SLAM just refers to the broader field. You can say autonomous driving is an application of SLAM, so Tesla and other manufacturers are already doing SLAM. Other applications include robot hoovers/mowers, drones, AR, robotics, etc.
SLAM in general is using all kinds of sensors - radar, sonar, lidar, USS, laser rangefinding, cameras... What Tesla is doing with Vision could be said to come under Visual SLAM (VSLAM) that uses only cameras. Note VSLAM is pursued for cheapness, not because it is in any way better or easier than SLAM with other/multiple sensor types. And even within VSLAM people are playing with stereo cameras and RGB-D cameras (cameras that also sense depth based on time-of-flight measurement) where Tesla are not.

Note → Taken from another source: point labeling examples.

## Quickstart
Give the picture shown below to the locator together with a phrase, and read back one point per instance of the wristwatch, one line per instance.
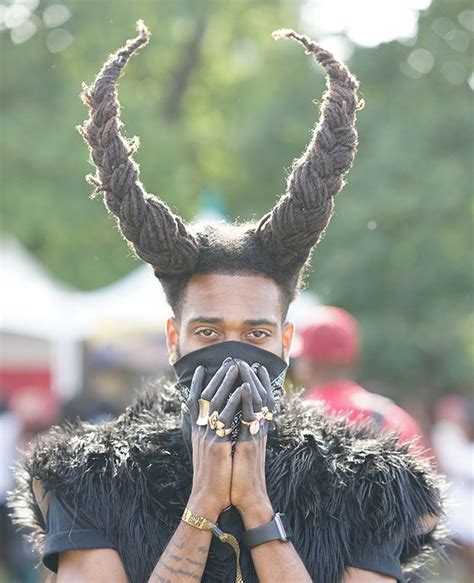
(276, 529)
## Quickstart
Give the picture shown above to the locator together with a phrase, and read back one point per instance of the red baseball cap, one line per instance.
(331, 336)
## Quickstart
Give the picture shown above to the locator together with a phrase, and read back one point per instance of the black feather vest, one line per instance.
(341, 487)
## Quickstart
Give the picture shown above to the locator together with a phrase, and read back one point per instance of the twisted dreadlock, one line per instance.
(280, 244)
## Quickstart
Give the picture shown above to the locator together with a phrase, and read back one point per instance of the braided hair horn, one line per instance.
(294, 226)
(155, 234)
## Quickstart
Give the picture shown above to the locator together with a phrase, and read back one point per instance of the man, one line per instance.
(325, 362)
(162, 497)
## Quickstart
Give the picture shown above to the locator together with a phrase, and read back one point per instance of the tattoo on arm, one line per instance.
(197, 563)
(159, 578)
(184, 572)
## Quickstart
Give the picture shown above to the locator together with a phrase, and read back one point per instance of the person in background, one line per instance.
(453, 444)
(326, 357)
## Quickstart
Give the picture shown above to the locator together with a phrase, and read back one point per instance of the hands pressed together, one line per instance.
(220, 478)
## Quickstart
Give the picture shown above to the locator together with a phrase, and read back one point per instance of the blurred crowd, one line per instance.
(324, 361)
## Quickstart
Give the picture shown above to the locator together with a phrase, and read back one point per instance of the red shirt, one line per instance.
(357, 404)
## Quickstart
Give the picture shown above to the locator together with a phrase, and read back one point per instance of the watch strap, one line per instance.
(276, 529)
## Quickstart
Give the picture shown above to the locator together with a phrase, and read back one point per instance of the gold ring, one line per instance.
(268, 415)
(203, 412)
(223, 432)
(213, 420)
(254, 426)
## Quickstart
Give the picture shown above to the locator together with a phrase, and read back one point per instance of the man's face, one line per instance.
(220, 308)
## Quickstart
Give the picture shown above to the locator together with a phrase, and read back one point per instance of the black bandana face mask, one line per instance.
(213, 356)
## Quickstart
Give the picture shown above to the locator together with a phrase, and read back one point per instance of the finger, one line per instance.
(231, 408)
(247, 405)
(223, 392)
(267, 384)
(249, 376)
(196, 388)
(216, 380)
(250, 423)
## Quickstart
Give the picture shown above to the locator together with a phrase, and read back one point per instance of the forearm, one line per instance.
(274, 560)
(184, 559)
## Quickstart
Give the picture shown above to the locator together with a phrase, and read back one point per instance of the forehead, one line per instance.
(231, 297)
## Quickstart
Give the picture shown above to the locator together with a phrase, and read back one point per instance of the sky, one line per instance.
(364, 22)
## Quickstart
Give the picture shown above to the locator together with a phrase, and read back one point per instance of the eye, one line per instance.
(259, 334)
(206, 332)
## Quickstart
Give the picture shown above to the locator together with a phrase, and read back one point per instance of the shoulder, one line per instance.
(88, 465)
(377, 488)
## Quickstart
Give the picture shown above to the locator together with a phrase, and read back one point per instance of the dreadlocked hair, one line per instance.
(279, 245)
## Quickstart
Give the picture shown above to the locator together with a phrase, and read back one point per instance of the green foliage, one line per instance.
(230, 115)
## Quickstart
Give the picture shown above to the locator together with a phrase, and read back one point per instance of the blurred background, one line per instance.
(222, 110)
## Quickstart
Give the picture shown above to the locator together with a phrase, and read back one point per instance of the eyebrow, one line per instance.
(213, 320)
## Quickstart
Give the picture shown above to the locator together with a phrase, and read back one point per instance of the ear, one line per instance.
(172, 339)
(288, 334)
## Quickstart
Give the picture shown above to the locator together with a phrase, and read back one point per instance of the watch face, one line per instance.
(280, 526)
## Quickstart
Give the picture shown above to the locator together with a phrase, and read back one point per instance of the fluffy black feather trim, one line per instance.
(342, 486)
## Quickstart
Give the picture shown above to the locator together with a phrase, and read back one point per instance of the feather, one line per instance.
(342, 486)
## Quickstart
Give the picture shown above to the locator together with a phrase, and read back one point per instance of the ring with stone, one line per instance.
(254, 426)
(214, 420)
(203, 417)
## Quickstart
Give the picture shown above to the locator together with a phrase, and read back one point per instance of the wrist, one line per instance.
(256, 513)
(204, 506)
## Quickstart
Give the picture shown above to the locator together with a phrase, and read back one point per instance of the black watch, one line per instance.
(276, 529)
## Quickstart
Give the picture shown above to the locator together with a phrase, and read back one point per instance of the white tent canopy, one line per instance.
(34, 304)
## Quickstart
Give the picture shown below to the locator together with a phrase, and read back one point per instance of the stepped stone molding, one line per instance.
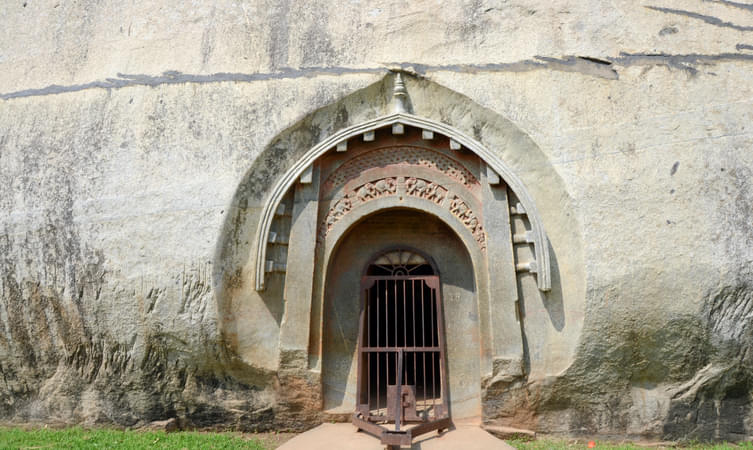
(293, 174)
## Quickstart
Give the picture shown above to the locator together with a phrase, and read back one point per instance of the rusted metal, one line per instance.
(401, 350)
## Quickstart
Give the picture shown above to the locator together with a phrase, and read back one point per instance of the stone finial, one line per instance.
(400, 94)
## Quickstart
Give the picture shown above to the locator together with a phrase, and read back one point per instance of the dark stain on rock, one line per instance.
(711, 20)
(668, 30)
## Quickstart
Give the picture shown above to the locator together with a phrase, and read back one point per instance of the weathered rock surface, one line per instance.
(126, 132)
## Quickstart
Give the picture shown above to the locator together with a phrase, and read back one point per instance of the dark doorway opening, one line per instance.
(401, 376)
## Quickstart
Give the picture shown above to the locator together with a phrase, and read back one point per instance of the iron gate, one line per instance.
(401, 355)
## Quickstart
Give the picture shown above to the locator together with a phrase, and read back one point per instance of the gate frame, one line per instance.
(398, 437)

So again it all boils down to can Tesla really get all this working with only simple cameras? No active sensing that gives range data - like lidar, radar, RGB-D, USS, etc. Just trying to figure it all out from 2D camera frames. I'll believe it when I see it! Just seems to me they are avoiding one problem (sensor fusion) by giving themselves an even bigger problem (autonomous driving with only cameras)!
Cameras don't have memory either! It's all in the implementation. All this talk of persistency and the occupancy network is not exclusive to Tesla Vision - it can just as easily, and arguably much more precisely, be done with other sensory inputs. So I don't see it as some slamdunk justification for ditching the USS and going Vision only, nor anything to be super optimistic about. You could make a persistent occupancy network from USS data if you really wanted to - reality is the basic parking functions never needed it as they simply put appropriate sensors in the appropriate positions for the task!